O ano de 2026 marca mais um ciclo eleitoral no Brasil e traz uma série de regras para quem pretende disputar cargos públicos, além de prazos importantes para os eleitores. Convenções partidárias, registros de candidaturas e o início da propaganda eleitoral seguem um calendário definido pela Justiça Eleitoral. Ao mesmo tempo, o período de regularização do cadastro eleitoral e da coleta da biometria exige atenção da população, já que o prazo termina em maio e impacta diretamente o acesso a serviços públicos.
O que candidatos podem fazer antes da campanha?
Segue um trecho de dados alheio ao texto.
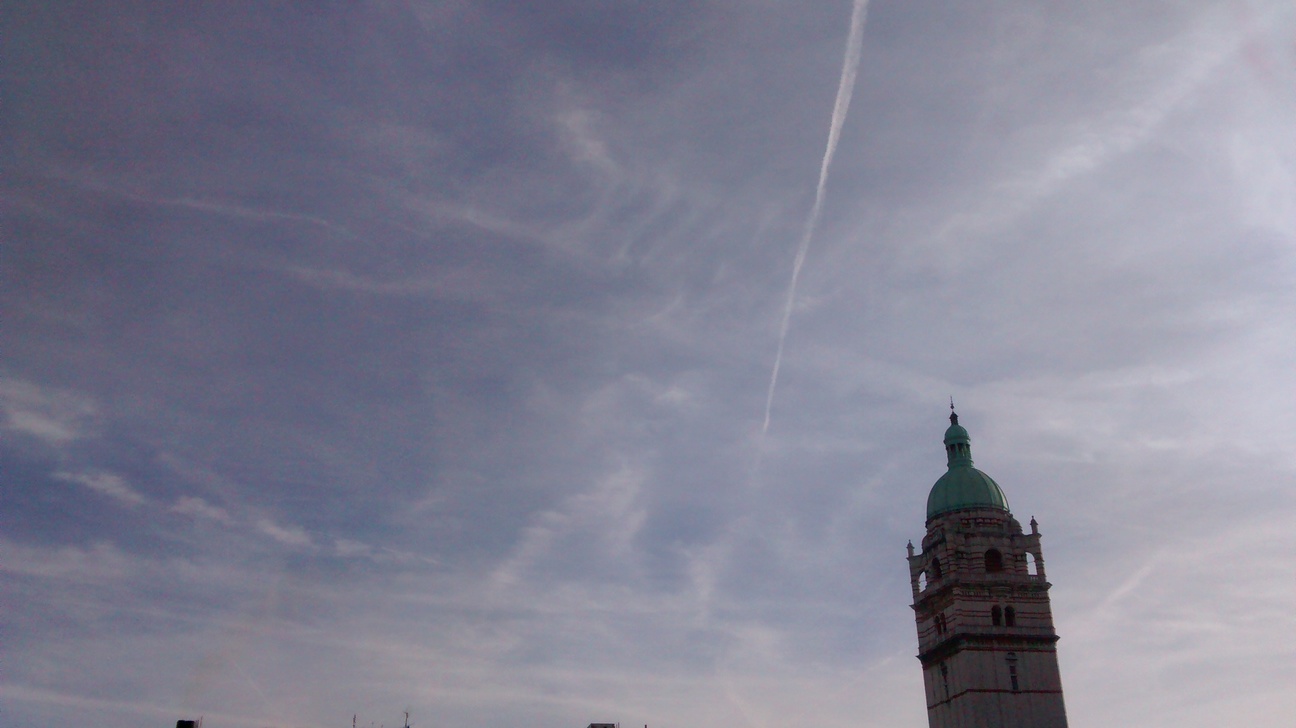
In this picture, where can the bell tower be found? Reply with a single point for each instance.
(985, 632)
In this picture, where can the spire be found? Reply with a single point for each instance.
(958, 444)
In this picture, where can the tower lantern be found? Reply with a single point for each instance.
(985, 632)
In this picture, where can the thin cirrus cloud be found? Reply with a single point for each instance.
(417, 356)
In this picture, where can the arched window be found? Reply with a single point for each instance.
(993, 561)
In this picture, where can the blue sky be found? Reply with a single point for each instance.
(368, 358)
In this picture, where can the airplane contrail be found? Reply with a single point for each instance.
(845, 87)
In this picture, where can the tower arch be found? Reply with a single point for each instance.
(994, 662)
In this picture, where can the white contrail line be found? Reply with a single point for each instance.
(845, 87)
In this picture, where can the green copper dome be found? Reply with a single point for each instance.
(962, 486)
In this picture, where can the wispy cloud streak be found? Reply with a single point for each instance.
(845, 87)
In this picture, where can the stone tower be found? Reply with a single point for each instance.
(985, 632)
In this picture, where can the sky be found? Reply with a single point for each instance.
(569, 362)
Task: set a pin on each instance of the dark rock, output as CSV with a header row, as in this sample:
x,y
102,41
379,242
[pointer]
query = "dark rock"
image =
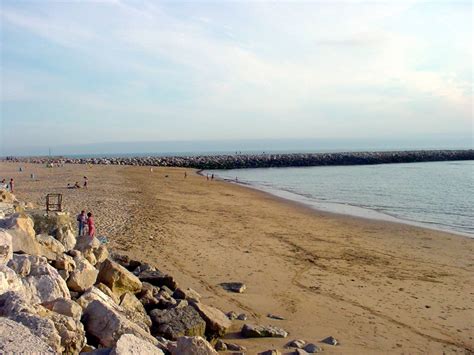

Segundo a chefe do Cartório Eleitoral de Ituporanga, Kathryn Haut, o pedido explícito de votos só pode ocorrer após o registro oficial da candidatura. “O registro de candidatura vai até o dia 15 de agosto. A partir do dia 16 é que começa a campanha eleitoral”, explica. Antes disso, os pré-candidatos podem expor a intenção de concorrer e falar sobre projetos e posicionamentos políticos.
Por outro lado, três meses antes da eleição entram em vigor restrições. Entre elas, fica proibida a transferência voluntária de recursos, a participação em inaugurações de obras públicas e a autorização de publicidade institucional, salvo em situações de grave necessidade pública.
Regularização do título e coleta da biometria
Outro prazo importante é o dia 6 de maio, data limite para regularização do cadastro eleitoral. Conforme o cartório, quanto antes o eleitor procurar atendimento, menor a chance de enfrentar filas.
A biometria é um dos pontos centrais desse processo. “A biometria coletada na Justiça Eleitoral é essencial para acessar serviços do GOV e também para manter benefícios do INSS”, afirma Kathryn Haut.
Ela destaca que a coleta feita no cartório é gratuita e ocorre no momento do atendimento. “Para ter o selo ouro no GOV, a biometria é necessária. Por isso, toda a população deve providenciar”, orienta.
Como agilizar a votação no dia da eleição?
Durante a votação, o tempo médio do eleitor na urna deve variar entre um minuto e 15 segundos e até um minuto e meio para registrar todos os votos. Neste ano, serão seis escolhas.
A chefe do cartório orienta que o eleitor leve os números dos candidatos anotados. “A ordem começa pelo deputado federal, depois deputado estadual, dois votos para senador, governador e, por fim, presidente”, explica. Segundo ela, a chamada “colinha” ajuda a manter o fluxo nas seções e evita filas longas, já que memorizar todos os números se torna difícil.
Checagem de informações em tempos digitais
Em ano eleitoral, a atenção às informações compartilhadas também se torna essencial. Kathryn alerta para a circulação de conteúdos falsos, especialmente com o uso de inteligência artificial.
“Antes de encaminhar uma informação, é importante verificar se ela é verdadeira”, afirma. Ela lembra que a Justiça Eleitoral disponibiliza o serviço “Fato ou Boato” para checagem de conteúdos relacionados ao processo eleitoral.
Além disso, agências de verificação e chatbots podem ser usados para conferir mensagens recebidas por aplicativos. Em caso de dúvidas, a Justiça Eleitoral de Santa Catarina atende pelo telefone 0800 647 3888.